- CMA CGM franchit une nouvelle étape stratégique en mettant la main sur Freightliner UK Intermodal Logistics, leader du fret ferroviaire au Royaume-Uni.
- Cette acquisition, attendue début 2026, propulse l’armateur marseillais au rang d’acteur incontournable de l’intermodalité en Europe
En misant sur le rail pour consolider ses chaînes logistiques, CMA CGM renforce sa stratégie d’intégration verticale. L’armateur français, troisième transporteur maritime mondial, a annoncé lundi le rachat de Freightliner UK Intermodal Logistics, leader du fret ferroviaire outre-Manche. L’opération, dont le montant n’a pas été communiqué, doit être bouclée début 2026.

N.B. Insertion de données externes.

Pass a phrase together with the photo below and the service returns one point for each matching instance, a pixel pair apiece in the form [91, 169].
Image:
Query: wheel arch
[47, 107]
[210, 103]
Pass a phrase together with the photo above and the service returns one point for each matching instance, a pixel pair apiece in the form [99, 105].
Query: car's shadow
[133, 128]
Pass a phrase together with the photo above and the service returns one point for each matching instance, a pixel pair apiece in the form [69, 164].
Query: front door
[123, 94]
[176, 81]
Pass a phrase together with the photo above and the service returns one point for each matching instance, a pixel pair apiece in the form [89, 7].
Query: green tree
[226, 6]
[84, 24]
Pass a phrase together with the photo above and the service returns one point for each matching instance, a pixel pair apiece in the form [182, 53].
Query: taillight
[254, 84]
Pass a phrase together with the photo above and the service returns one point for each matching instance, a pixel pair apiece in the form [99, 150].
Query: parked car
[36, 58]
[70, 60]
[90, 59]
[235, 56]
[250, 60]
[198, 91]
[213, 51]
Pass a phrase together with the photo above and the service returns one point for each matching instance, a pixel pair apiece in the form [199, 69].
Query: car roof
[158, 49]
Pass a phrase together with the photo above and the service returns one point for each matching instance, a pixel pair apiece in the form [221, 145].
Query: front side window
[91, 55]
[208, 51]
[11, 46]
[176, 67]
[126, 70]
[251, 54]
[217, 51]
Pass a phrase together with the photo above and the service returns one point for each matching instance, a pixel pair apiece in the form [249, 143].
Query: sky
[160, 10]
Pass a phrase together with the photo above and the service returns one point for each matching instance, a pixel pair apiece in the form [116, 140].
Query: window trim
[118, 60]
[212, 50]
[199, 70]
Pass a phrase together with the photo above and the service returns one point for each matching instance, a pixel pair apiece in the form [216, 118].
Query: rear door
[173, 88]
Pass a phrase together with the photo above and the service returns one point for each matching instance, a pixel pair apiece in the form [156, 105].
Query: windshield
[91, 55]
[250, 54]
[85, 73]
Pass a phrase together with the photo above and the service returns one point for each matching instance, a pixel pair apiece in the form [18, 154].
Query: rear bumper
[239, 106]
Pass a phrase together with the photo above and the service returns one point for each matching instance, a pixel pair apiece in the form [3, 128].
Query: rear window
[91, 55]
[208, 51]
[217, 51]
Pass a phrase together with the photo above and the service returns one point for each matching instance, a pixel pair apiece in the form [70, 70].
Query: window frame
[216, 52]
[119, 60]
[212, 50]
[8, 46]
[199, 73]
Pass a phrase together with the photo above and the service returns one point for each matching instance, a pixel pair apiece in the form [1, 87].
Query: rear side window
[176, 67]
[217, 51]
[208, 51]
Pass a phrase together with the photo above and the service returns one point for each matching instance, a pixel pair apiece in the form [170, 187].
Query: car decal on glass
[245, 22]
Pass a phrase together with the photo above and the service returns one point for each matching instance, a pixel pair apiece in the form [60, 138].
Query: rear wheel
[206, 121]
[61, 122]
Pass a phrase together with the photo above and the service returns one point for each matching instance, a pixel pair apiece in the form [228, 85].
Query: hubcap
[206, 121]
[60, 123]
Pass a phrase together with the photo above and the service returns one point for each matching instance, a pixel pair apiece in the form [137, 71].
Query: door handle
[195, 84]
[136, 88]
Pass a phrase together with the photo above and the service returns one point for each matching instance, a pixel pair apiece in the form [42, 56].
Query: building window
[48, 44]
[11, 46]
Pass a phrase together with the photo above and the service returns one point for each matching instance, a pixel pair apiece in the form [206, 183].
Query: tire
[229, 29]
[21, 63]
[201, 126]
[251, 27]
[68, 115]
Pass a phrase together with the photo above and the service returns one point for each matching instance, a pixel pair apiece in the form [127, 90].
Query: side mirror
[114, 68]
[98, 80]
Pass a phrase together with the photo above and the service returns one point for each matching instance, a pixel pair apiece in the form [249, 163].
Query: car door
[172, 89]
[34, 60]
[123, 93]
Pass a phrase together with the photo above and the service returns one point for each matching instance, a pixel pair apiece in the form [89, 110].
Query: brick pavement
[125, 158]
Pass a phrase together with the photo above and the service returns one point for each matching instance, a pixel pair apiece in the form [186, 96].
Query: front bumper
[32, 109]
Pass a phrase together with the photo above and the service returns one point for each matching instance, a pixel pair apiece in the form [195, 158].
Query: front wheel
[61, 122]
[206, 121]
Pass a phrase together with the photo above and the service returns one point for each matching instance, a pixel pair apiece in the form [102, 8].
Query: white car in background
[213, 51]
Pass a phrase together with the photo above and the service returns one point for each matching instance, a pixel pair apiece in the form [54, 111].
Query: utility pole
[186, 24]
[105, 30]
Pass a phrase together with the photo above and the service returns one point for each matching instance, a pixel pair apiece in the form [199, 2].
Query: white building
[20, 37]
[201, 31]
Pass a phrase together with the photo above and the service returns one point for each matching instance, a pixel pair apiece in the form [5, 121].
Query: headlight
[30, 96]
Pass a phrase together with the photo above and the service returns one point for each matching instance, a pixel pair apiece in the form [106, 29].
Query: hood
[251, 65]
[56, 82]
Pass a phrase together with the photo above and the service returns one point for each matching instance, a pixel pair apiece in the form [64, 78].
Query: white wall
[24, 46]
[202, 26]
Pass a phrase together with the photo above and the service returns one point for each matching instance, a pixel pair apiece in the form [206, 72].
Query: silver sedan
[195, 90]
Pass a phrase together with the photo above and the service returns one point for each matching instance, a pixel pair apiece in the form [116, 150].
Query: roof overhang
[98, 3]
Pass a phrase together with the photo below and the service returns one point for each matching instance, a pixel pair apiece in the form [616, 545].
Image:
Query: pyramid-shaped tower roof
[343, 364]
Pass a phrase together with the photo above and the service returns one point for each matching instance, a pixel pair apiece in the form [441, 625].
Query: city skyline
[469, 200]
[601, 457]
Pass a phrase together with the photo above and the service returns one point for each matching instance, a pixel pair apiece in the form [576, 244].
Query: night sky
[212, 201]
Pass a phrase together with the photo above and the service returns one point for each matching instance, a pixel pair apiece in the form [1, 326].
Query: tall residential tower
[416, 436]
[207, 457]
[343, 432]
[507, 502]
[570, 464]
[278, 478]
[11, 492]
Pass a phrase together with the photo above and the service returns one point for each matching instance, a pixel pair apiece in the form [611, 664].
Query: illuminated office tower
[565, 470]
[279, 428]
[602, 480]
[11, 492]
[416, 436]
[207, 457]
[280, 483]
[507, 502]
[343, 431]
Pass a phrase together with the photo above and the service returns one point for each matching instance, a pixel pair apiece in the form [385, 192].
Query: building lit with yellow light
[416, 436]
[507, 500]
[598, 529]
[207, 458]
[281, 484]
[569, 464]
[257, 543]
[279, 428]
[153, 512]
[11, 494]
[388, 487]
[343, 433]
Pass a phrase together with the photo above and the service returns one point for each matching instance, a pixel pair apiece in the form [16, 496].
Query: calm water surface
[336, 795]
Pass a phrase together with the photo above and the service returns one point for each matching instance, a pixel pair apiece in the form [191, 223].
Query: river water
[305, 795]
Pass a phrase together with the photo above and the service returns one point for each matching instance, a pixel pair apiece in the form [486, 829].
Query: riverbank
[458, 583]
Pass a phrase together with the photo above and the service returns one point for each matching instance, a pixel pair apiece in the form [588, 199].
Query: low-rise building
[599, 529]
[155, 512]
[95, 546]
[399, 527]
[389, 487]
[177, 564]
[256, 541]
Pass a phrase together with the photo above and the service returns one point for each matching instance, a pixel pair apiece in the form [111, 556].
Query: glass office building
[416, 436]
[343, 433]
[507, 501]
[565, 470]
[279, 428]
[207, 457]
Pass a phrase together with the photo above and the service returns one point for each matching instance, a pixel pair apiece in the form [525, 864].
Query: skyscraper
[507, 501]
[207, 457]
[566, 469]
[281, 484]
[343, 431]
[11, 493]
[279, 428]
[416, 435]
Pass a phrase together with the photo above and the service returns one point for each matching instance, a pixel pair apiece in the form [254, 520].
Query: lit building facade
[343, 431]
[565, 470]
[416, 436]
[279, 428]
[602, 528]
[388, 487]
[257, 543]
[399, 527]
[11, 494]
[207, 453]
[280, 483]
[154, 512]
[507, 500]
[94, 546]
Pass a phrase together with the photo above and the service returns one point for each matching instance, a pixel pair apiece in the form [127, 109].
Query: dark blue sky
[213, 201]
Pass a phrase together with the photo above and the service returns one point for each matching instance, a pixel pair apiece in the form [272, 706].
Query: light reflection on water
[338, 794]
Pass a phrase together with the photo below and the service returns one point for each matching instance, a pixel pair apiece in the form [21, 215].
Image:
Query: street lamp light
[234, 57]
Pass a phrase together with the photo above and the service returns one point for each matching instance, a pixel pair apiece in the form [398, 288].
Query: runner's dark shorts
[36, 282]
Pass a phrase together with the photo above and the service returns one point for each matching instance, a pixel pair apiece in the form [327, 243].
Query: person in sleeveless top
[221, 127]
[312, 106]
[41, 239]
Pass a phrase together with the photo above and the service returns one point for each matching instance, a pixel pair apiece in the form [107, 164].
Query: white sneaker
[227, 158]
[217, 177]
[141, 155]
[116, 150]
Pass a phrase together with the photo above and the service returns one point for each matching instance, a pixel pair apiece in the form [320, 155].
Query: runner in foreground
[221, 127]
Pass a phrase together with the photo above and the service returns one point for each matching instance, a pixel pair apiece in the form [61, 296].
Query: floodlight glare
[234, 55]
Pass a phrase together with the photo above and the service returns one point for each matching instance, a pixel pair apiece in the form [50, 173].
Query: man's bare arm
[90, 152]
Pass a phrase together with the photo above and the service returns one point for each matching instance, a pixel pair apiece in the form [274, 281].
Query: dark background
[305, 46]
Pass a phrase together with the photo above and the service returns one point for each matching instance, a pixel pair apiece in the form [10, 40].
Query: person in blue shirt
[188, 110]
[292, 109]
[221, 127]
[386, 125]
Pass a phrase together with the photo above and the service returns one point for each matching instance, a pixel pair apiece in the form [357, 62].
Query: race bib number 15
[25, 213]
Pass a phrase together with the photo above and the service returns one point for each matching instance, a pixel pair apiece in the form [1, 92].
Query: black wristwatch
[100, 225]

Un périmètre concentré sur le Royaume-Uni
La transaction porte exclusivement sur les activités intermodales de Freightliner au Royaume-Uni. Les autres entités du groupe Freightliner — présentes aux Pays-Bas et en Pologne (fret ferroviaire), ainsi qu’en Allemagne (trains de marchandises et de voyageurs) — ne sont pas concernées.
Sur le périmètre acquis, le chiffre d’affaires de Freightliner atteint environ 300 M£ (soit 344 M€). En 2024, l’opérateur a transporté 770 000 conteneurs sur le marché britannique.
Pour le PDG de CMA CGM, Rodolphe Saadé, cette opération dépasse largement le simple rachat d’un acteur ferroviaire. Elle s’inscrit dans une logique de continuité et d’intégration des différents modes de transport.
« L’acquisition de Freightliner, un opérateur majeur du fret ferroviaire, renforce notre présence intermodale au Royaume-Uni, un marché stratégique pour CMA CGM », explique-t-il.
Avant d’ajouter que cette alliance permettra de « connecter mer, rail et route plus efficacement » et qu’elle constitue aussi « une étape concrète vers le développement des transports à faible émission de CO₂ pour le commerce mondial ».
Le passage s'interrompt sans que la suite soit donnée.